Autre bon point : dans le monde de la musique « classique » où le public est constitué de centaines ou de milliers de personnes « seulement », un film aux dizaines de millions de spectateurs fait grand bien. Les Choristes ou Amadeus ont ainsi permis de « convertir » plus de monde que des centaines de concerts. Misons sur le succès du film pour espérer un regain d’intérêt de la population pour le jazz et les autres musiques moins spontanément plébiscitées (suivez le regard…).  
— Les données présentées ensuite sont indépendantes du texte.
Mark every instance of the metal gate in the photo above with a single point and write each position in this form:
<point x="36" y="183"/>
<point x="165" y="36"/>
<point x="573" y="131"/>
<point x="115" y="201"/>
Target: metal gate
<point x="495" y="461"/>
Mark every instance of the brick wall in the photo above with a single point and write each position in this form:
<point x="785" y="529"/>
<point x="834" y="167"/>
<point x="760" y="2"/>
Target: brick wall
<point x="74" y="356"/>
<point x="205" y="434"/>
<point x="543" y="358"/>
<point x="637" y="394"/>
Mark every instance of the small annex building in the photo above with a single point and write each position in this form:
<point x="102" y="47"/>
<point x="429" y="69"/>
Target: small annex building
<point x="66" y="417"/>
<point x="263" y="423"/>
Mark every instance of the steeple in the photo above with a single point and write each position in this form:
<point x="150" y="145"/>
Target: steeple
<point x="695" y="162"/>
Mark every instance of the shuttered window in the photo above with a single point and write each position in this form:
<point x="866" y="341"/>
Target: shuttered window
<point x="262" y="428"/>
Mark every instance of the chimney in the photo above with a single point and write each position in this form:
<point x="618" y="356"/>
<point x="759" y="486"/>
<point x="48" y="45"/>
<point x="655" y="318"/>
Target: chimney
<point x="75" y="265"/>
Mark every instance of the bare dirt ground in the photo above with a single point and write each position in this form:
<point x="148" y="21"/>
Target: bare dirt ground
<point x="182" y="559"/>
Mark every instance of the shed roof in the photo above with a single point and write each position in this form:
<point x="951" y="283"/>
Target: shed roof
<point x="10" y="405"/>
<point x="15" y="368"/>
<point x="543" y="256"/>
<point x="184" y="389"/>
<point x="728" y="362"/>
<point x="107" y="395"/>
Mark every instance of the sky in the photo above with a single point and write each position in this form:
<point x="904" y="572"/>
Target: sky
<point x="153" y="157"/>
De nos jours, les comédies musicales ne sont plus si répandues. Il n’y a qu’à voir combien La La Land fait figure d’Ovni dans le paysage cinématographique. Leur remise au goût du jour – espérons que ce sera le cas – permet de se rendre compte d’un certain nombre de propriétés propres aux récits chantées. Le chant n’ouvre pas le même angle de vue que la parole : quand la parole est purement narrative et extérieure, le chant est autrement plus intérieur et permet de décrire des réalités cachées ou implicites. Si la musique de film précise bien mieux qu’une image le sens d’une situation, le chant émanant des personnages eux-mêmes décuple le procédé. Bien entendu, le principe s’applique de façon identique à l’opéra.
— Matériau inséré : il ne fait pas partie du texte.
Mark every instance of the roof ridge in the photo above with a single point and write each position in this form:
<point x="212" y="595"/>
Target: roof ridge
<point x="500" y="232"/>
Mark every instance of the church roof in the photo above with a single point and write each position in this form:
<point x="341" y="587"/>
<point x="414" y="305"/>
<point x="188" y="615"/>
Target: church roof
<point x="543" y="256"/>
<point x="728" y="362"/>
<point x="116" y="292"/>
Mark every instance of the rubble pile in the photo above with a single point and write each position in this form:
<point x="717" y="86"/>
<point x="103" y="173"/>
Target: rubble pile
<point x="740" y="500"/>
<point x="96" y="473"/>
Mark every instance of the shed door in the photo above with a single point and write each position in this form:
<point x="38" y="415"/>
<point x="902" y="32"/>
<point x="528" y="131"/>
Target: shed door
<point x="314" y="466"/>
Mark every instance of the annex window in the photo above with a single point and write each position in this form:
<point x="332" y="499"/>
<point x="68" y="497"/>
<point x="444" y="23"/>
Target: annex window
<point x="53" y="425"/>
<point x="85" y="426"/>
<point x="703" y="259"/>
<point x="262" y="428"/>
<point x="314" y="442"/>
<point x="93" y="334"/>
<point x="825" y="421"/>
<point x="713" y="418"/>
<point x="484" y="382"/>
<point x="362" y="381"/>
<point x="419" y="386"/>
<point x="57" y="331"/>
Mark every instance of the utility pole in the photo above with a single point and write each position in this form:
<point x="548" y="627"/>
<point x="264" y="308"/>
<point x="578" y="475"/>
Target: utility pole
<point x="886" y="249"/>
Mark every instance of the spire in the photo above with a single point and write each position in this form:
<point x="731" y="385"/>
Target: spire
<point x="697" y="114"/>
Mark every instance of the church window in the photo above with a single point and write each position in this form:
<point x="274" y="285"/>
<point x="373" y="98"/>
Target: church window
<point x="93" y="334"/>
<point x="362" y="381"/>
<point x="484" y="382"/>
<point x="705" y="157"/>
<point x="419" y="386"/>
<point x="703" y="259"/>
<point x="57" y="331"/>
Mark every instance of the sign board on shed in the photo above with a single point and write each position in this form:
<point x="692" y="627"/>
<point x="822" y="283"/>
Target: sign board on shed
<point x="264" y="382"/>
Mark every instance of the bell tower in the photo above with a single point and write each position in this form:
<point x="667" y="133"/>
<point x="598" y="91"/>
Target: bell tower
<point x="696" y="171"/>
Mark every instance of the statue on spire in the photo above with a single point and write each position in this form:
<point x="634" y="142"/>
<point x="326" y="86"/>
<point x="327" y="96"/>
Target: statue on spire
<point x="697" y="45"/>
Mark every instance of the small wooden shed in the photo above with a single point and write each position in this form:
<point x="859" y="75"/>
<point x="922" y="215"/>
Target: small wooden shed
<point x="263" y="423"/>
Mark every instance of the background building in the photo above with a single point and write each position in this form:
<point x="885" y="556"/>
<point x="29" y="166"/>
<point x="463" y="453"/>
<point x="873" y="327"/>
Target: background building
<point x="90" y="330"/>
Autre corrélation avec l’opéra, justement : la marque que laisse un film chanté. Pour être tout à fait franc, La La Land ne nous a pas émerveillé plus que ça au premier visionnage. Nous lui avons trouvé beaucoup d’imperfections, trop d’évidence dans son déroulement, trop de patchwork et de déjà vu… En revanche, après-coup, les images "s'accrochent" à la mémoire. On reste très attachés aux personnages, on se souvient avec beaucoup de précision des passages chantés etc. Sans doute est-ce propre à la musique que de rester en tête.  Et c’est après-coup que le film a sérieusement commencé à nous plaire. Ce n’est pas la première fois que ce genre de décalage se produit : l’opéra fait souvent cet effet. Face à certaines mises en scène, il faut un temps de « digestion », de réflexion pour se rendre compte de ce qui s’est vraiment passé. 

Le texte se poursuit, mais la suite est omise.